Но кто же все-таки стрелял в Рыжего Лиса?
Этим вопросом задаются с тех самых пор, как несчастного Джеймса Стюарта арестовали за преступление, которого он не совершал. Утверждают, будто вышеупомянутый Алан Брек, несомненно, был замешан в преступлении,
На протяжении многих лет в Аппине бытует легенда, согласно которой в тот самый миг, когда проходила казнь Джеймса Стюарта, подлинный убийца лежал связанным, с кляпом во рту, в одном из близлежащих домов. Будто бы друзьям его пришлось пойти на крайние меры, чтобы удержать его от ненужного признания. Логика их была проста и вполне соответствовала духу того времени: бедняге Джеймсу уже не поможешь, а сам можешь поплатиться жизнью за подобную откровенность.

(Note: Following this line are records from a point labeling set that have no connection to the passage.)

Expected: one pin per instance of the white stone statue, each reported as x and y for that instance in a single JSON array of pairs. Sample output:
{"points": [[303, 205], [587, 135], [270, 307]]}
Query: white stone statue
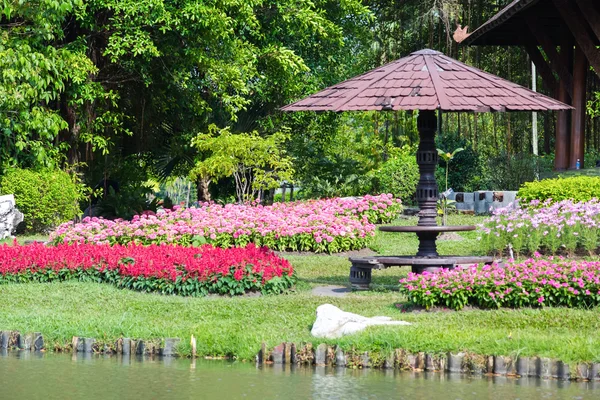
{"points": [[333, 323], [10, 217]]}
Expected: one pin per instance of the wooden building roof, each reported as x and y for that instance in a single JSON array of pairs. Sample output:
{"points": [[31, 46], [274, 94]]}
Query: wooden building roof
{"points": [[427, 80], [512, 25]]}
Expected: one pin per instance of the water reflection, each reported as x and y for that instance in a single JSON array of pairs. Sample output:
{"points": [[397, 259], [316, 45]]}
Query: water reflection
{"points": [[37, 375]]}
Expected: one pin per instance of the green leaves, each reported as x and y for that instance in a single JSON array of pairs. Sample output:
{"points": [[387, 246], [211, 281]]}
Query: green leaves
{"points": [[256, 162]]}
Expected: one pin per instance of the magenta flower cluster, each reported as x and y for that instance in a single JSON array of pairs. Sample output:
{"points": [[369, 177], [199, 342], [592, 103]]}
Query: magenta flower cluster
{"points": [[330, 225], [547, 227], [536, 282]]}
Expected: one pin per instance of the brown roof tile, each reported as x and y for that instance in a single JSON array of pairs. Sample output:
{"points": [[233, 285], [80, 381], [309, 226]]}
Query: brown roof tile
{"points": [[426, 80]]}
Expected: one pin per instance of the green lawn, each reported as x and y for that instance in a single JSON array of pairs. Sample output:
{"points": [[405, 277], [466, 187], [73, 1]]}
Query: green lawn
{"points": [[237, 326]]}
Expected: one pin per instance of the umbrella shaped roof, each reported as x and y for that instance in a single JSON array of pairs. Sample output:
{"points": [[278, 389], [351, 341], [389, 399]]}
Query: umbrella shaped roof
{"points": [[427, 80]]}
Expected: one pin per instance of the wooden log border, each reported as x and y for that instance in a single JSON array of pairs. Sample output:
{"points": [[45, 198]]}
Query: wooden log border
{"points": [[324, 355]]}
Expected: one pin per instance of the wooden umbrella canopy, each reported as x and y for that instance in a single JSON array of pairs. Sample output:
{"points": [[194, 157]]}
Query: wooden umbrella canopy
{"points": [[426, 80]]}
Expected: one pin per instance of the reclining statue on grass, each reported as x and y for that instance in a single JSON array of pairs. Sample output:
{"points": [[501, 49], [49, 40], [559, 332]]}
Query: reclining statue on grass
{"points": [[333, 323]]}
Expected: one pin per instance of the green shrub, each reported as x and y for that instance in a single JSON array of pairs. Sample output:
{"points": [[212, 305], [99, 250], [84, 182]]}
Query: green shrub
{"points": [[399, 176], [46, 198], [578, 188]]}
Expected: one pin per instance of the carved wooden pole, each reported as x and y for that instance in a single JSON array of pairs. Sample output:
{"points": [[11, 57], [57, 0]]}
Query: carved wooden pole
{"points": [[427, 159], [577, 147], [427, 189]]}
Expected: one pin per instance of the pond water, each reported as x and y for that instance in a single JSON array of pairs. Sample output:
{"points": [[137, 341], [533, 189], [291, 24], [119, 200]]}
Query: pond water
{"points": [[60, 376]]}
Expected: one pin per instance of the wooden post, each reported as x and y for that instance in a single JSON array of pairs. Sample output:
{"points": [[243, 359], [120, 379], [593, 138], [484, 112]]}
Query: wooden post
{"points": [[577, 148], [561, 158]]}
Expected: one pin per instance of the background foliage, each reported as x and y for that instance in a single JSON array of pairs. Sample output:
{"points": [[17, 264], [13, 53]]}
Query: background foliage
{"points": [[92, 84], [46, 198]]}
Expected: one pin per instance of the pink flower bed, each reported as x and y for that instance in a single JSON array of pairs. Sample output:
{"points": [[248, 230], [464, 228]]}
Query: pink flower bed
{"points": [[330, 225], [546, 227], [190, 271], [536, 282]]}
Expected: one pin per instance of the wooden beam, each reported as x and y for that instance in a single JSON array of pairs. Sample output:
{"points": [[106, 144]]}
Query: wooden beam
{"points": [[563, 135], [577, 147], [573, 20], [544, 69], [549, 48], [591, 14]]}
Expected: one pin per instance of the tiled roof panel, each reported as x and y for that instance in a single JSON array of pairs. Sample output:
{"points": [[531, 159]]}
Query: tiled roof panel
{"points": [[409, 84]]}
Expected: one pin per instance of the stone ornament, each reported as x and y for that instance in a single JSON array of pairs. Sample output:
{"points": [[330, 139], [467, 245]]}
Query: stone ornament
{"points": [[333, 323], [10, 217]]}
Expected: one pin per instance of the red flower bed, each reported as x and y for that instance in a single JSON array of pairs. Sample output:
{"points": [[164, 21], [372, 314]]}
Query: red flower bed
{"points": [[190, 271]]}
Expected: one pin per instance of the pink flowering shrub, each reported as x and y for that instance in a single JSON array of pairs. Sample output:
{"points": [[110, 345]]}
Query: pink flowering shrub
{"points": [[536, 282], [546, 227], [167, 269], [330, 225]]}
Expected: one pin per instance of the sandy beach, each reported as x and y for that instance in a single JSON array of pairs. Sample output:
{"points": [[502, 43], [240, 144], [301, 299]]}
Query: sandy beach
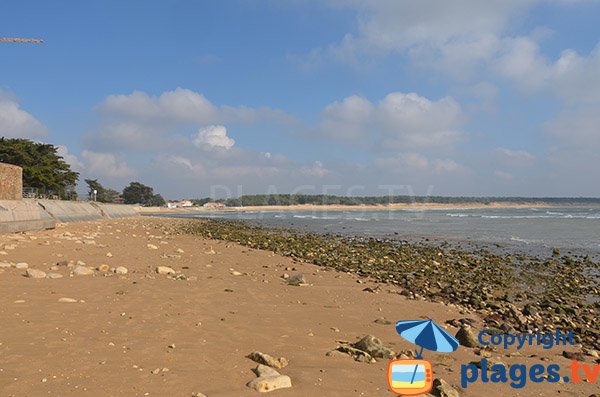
{"points": [[147, 334]]}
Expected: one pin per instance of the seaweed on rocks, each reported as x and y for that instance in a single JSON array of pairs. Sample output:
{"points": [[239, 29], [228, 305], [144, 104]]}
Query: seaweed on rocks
{"points": [[517, 292]]}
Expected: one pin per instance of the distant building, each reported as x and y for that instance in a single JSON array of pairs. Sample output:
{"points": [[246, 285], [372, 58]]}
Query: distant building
{"points": [[179, 204]]}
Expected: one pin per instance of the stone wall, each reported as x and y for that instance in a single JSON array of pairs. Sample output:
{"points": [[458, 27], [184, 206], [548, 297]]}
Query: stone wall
{"points": [[11, 182]]}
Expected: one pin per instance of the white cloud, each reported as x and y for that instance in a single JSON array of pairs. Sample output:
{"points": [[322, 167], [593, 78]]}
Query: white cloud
{"points": [[105, 165], [514, 157], [70, 158], [398, 121], [417, 163], [213, 136], [183, 106], [316, 170], [17, 123]]}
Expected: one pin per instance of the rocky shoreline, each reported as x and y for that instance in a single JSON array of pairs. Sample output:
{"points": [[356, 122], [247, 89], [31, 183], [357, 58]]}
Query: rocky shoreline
{"points": [[511, 292]]}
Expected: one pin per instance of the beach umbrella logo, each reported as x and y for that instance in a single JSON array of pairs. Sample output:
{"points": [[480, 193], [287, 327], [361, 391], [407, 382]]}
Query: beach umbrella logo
{"points": [[411, 377]]}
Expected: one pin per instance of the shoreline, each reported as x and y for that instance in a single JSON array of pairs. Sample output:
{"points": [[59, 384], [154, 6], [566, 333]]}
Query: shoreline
{"points": [[362, 207], [225, 299]]}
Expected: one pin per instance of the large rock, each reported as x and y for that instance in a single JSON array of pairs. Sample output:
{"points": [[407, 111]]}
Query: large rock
{"points": [[267, 359], [269, 380], [34, 273], [164, 270], [466, 336], [82, 271], [372, 345]]}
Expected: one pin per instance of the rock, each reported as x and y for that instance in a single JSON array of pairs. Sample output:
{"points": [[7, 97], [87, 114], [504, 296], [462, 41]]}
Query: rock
{"points": [[267, 359], [441, 388], [269, 380], [121, 270], [34, 273], [67, 300], [164, 270], [297, 279], [466, 336], [356, 354], [579, 356], [374, 347], [82, 271]]}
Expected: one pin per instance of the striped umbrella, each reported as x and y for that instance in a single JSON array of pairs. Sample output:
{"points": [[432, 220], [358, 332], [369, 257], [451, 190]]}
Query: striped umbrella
{"points": [[428, 335]]}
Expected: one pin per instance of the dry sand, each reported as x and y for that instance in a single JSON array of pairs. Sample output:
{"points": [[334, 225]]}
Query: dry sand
{"points": [[197, 332]]}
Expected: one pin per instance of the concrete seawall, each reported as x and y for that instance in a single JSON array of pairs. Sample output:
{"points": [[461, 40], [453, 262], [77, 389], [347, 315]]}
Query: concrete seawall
{"points": [[26, 215], [23, 215]]}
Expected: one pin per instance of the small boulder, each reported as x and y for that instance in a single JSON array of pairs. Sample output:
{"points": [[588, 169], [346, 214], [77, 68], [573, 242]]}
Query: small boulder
{"points": [[34, 273], [267, 359], [372, 345], [121, 270], [82, 271], [297, 279], [268, 380], [164, 270], [441, 388]]}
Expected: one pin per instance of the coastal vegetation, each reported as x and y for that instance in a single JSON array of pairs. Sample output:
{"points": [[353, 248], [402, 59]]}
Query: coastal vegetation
{"points": [[43, 168]]}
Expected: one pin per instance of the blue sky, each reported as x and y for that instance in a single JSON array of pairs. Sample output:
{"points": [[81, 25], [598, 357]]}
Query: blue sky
{"points": [[193, 97]]}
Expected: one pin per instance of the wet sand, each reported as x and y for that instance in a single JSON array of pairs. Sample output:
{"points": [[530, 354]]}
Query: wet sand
{"points": [[196, 329]]}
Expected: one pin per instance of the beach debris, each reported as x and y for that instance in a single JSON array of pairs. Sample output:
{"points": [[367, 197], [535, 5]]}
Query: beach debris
{"points": [[268, 380], [356, 354], [34, 273], [67, 300], [372, 345], [466, 336], [267, 359], [297, 279], [121, 270], [165, 270], [82, 271], [441, 388]]}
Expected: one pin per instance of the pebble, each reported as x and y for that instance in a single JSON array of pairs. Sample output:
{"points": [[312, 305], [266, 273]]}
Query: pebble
{"points": [[34, 273], [466, 336], [165, 270], [67, 300], [82, 271]]}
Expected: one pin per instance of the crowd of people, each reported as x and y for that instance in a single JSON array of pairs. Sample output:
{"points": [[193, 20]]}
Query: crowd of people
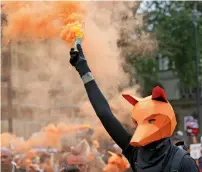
{"points": [[86, 155]]}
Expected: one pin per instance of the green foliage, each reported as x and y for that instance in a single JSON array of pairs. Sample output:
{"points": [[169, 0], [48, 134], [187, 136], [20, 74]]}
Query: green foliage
{"points": [[174, 29]]}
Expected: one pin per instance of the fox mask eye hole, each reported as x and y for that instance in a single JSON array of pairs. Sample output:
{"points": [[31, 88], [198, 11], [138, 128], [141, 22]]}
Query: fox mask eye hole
{"points": [[151, 121]]}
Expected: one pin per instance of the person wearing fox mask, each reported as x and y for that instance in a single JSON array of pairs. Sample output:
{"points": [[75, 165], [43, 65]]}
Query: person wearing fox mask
{"points": [[150, 148]]}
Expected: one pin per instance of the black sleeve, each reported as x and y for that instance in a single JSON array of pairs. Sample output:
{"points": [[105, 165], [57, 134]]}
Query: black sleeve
{"points": [[118, 133], [188, 165], [131, 154]]}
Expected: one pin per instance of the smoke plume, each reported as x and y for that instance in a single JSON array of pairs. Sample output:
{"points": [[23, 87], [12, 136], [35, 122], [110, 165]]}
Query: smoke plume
{"points": [[41, 73]]}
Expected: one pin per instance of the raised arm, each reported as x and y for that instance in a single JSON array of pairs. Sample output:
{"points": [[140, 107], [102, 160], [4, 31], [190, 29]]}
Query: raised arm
{"points": [[118, 133]]}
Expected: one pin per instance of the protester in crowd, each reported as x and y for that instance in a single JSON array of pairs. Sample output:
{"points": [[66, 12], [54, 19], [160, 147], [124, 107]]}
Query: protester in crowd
{"points": [[200, 163], [145, 152], [45, 163], [116, 163], [6, 161]]}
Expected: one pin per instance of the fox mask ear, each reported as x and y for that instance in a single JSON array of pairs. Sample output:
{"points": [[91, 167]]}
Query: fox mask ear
{"points": [[159, 94], [130, 99]]}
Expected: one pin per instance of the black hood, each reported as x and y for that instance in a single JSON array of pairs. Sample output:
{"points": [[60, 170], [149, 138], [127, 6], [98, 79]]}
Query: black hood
{"points": [[154, 156]]}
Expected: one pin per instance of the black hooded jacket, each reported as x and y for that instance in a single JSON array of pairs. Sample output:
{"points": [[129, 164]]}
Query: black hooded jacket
{"points": [[152, 158]]}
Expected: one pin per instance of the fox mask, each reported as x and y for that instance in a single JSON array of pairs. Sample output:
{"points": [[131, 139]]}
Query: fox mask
{"points": [[153, 116]]}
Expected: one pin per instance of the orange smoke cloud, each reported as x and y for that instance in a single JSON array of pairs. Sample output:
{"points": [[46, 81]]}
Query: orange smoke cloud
{"points": [[41, 20]]}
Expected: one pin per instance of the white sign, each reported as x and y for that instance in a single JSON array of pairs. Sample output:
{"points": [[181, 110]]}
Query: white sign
{"points": [[195, 151]]}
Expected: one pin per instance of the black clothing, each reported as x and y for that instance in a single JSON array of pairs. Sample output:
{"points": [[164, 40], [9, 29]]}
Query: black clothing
{"points": [[142, 158]]}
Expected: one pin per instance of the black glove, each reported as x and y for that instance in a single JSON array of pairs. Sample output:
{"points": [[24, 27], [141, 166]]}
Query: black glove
{"points": [[77, 59]]}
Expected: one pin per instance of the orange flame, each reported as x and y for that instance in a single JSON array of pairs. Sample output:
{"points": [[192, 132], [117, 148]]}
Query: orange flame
{"points": [[29, 21]]}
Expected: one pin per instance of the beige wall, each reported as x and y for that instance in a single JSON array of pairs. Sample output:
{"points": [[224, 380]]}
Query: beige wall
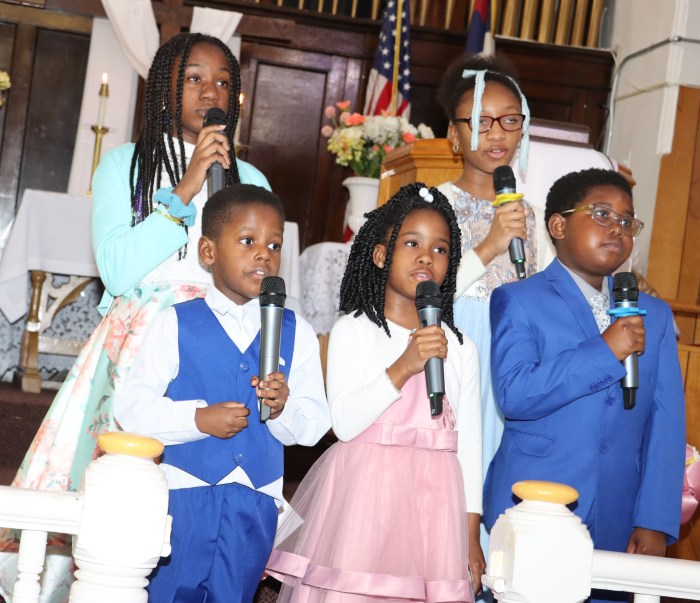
{"points": [[645, 97]]}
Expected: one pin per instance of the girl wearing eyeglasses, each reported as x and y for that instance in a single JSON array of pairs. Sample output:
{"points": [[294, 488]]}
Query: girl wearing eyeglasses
{"points": [[489, 118]]}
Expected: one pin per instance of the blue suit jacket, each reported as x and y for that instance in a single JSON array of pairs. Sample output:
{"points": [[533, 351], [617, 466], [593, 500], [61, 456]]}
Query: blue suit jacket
{"points": [[557, 383]]}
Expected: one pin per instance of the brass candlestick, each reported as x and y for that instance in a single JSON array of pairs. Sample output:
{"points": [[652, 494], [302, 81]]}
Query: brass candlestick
{"points": [[99, 131]]}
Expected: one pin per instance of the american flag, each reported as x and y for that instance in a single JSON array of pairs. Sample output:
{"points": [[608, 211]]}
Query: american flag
{"points": [[378, 97], [479, 38]]}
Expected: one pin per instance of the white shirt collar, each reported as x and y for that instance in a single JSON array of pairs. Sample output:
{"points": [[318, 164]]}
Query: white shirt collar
{"points": [[221, 304]]}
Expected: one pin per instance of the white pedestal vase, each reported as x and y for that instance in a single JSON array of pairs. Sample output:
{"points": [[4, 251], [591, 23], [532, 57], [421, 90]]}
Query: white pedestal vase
{"points": [[364, 193]]}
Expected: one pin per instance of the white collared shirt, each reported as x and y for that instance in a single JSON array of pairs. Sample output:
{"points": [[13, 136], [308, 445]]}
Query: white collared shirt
{"points": [[141, 407]]}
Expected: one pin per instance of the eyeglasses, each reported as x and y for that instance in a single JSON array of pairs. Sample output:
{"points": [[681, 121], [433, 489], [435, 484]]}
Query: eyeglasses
{"points": [[510, 123], [605, 217]]}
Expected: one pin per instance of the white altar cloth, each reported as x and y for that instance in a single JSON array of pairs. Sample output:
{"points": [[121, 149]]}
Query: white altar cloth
{"points": [[52, 232], [322, 268]]}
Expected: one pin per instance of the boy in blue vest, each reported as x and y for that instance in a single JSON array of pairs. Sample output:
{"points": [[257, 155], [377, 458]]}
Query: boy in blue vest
{"points": [[193, 386]]}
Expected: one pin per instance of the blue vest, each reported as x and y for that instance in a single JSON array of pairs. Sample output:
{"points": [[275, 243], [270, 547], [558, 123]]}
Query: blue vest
{"points": [[212, 368]]}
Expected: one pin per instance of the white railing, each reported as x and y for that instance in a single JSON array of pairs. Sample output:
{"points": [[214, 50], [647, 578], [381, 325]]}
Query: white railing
{"points": [[540, 552], [119, 521]]}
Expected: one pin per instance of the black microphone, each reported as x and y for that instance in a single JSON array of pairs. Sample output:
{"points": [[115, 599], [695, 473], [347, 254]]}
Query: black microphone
{"points": [[272, 296], [625, 295], [504, 183], [215, 174], [429, 301]]}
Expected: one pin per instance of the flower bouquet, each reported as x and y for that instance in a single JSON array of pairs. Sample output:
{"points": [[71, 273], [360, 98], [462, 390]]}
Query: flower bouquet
{"points": [[4, 85], [362, 141]]}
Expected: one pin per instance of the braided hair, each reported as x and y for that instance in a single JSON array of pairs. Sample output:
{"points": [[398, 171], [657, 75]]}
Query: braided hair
{"points": [[155, 148], [453, 85], [364, 284]]}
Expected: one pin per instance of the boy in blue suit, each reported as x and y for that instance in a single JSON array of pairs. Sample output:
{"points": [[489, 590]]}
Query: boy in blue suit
{"points": [[557, 375], [194, 387]]}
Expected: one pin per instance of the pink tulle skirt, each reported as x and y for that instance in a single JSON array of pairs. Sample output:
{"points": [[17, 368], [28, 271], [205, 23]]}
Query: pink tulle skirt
{"points": [[370, 522]]}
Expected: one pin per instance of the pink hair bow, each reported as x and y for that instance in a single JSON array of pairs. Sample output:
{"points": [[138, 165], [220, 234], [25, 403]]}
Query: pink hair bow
{"points": [[691, 484]]}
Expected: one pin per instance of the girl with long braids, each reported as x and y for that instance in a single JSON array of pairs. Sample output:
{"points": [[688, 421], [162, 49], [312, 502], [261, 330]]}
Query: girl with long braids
{"points": [[392, 510], [489, 120], [146, 200]]}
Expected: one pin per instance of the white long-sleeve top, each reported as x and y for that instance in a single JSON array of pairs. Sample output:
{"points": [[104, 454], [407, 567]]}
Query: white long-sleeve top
{"points": [[140, 405], [359, 390]]}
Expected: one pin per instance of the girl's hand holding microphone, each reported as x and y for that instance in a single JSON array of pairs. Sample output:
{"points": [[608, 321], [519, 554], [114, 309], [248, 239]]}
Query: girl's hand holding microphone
{"points": [[212, 146], [426, 343], [508, 222]]}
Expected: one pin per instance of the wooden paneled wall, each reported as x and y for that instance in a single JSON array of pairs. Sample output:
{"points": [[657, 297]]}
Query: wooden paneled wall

Но представьте, в какой ярости пребывал тот человек, если членам клана пришлось его связать и обездвижить!
В своей книге «Суд над Джеймсом Стюартом» мистер Дэвид Н. Маккей пишет:
В ходе моего недавнего визита в тот район я обнаружил, что лишь немногие жители Аппина и Баллахулиша видели печатный отчет о суде над Джеймсом Стюартом, большинство же даже не подозревает о существовании подобного документа. Данный факт, прискорбный сам по себе, тем не менее доказывает, что те рассказы, которые передавались от отца к сыну, никак не могли быть пустыми слухами, почерпнутыми из печати… Но что же это за слухи? Что говорит народная молва о личности предполагаемого преступника? За время своих странствий между Гленко и Обаном я побеседовал со многими людьми, друзьями и просто знакомыми и в результате этих бесед пришел к следующему убеждению: если уж при таком широком круге осведомленных предпринимаются подобные меры секретности, тогда верны следующие мои предположения.
Во-первых, Джеймс Стюарт не принимал никакого участия в подготовке и осуществлении преступления.
Во-вторых, Алан Брек, хоть и был замешан в деле, не производилэтого рокового выстрела.
В-третьих, в заговоре против Гленура помимо Алана Брека участвовали еще несколько молодых людей.
И, наконец, в-четвертых, обстоятельства убийства были хорошо известны определенному кругу лиц накануне казни Джеймса Стюарта; и по крайней мере одного из этих людей родственники связали и держали под замком, чтобы он во имя истины не попал сам на виселицу.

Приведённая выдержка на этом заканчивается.